Nothing too special here, but the screenshots on the left side are from an early version of Alien Syndrome on the Famicom. Notable in these shots are the complete lack of player, enemy, or any other sprites. Even the "comrades" that you have to rescue are a part of the background in these shots.
Among other differences are a few of the floor and wall details and the lack of a status bar. It looks like there's just a plain pattern at the top of the screen.
That's about all for now!
These pictures were taken from a Famicom video and magazine circa June, 1988. Now, they showed some screenshots of the gameplay of Famicom Wars, but they looked identical to the released version.
The title screen of FamiWars went through a couple of changes, however, as you can see.

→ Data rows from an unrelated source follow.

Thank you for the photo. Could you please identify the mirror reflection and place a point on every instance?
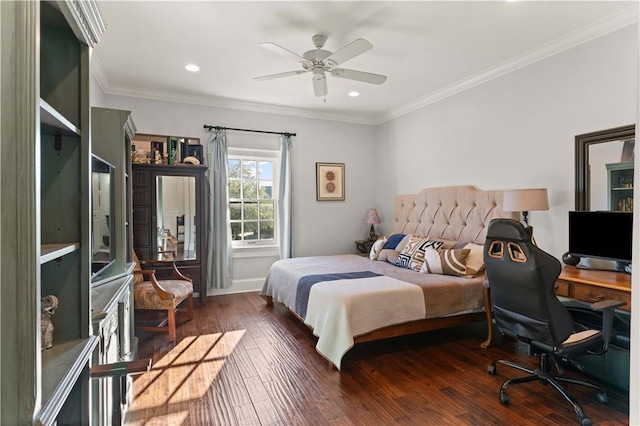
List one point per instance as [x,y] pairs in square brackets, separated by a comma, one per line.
[611,176]
[604,169]
[176,220]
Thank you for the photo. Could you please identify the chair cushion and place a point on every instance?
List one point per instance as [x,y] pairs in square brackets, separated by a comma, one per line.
[146,297]
[579,337]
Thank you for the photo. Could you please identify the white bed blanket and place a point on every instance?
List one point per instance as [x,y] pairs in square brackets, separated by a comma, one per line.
[339,310]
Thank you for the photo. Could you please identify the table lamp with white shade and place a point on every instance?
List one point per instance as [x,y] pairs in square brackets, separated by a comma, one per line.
[372,218]
[525,200]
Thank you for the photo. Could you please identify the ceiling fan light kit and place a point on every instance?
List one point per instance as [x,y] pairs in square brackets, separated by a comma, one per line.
[319,62]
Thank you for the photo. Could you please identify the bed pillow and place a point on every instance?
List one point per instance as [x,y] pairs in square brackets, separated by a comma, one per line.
[377,247]
[445,262]
[392,241]
[389,255]
[475,261]
[412,254]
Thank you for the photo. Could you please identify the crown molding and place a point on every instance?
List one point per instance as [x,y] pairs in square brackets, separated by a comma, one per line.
[218,101]
[622,19]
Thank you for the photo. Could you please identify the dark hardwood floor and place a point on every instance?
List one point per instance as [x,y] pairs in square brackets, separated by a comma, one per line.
[240,362]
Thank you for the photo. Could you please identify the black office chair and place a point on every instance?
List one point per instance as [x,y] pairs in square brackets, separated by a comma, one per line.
[521,280]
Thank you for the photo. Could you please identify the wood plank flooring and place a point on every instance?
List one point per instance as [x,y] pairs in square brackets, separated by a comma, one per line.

The first screen at the top shows the oldest title screen which merely says "Fami Sen" on a black background. (The final FamiWars title screen is to the right of that.)
The screen below is of a later prototype. It resembles the final closely, although an orange city backdrop can be seen. They removed this in the final, who knows why, and replaced it with one or two boring hills and a blank background.
Another difference is that the yellow and green colours in the "Famicom Wars" text have been swapped between versions. In the final image to the right, I have re-swapped the colours in the final screenshot to give you an idea of how the proto would have looked.
Here's an ad taken from the May 20, 1988 issue of Famimaga announcing a "history RPG" from Toshiba-EMI named Sakamoto Ryoma. It's obviously based on the historical Japanese figure of the same name.
This game went unreleased, which is odd enough in itself, but adding to the intrigue is the fact that the announcement to the right shows some planning sheets and development system screens for the game.
Check out the colour swatches used for matching up graphics to the Famicom's hardware palette!
|The graphic editor screen shows how professional Famicom artists put together the graphics for their games back in the '80s. With what looks like a workstation-style interface, the artist selects 4 palette banks (top-centre) from the master hardware palette (top-left). Then as one full bank of Character ROM is displayed (left), the artist can draw in a 64x64-pixel region using various tools (right). Finally, palette bank attributes can be selected for each of the 16x16-pixel sub-regions (top-centre-right).
Working similarly, here's the map editor. A one-screen-wide representation of the map is shown, with the Character graphics available below it. It would appear that the Character blocks already have palette attributes mapped to them, making object placement quite a bit easier.
I have no idea (based off the picture) if block objects, or metatiles, are able to be manipulated in this map editor.
|Incidentally, Bandai(?) used a similar environment for designing their Famicom games. Shown to the right is a graphic in development for their first Famicom Jump game.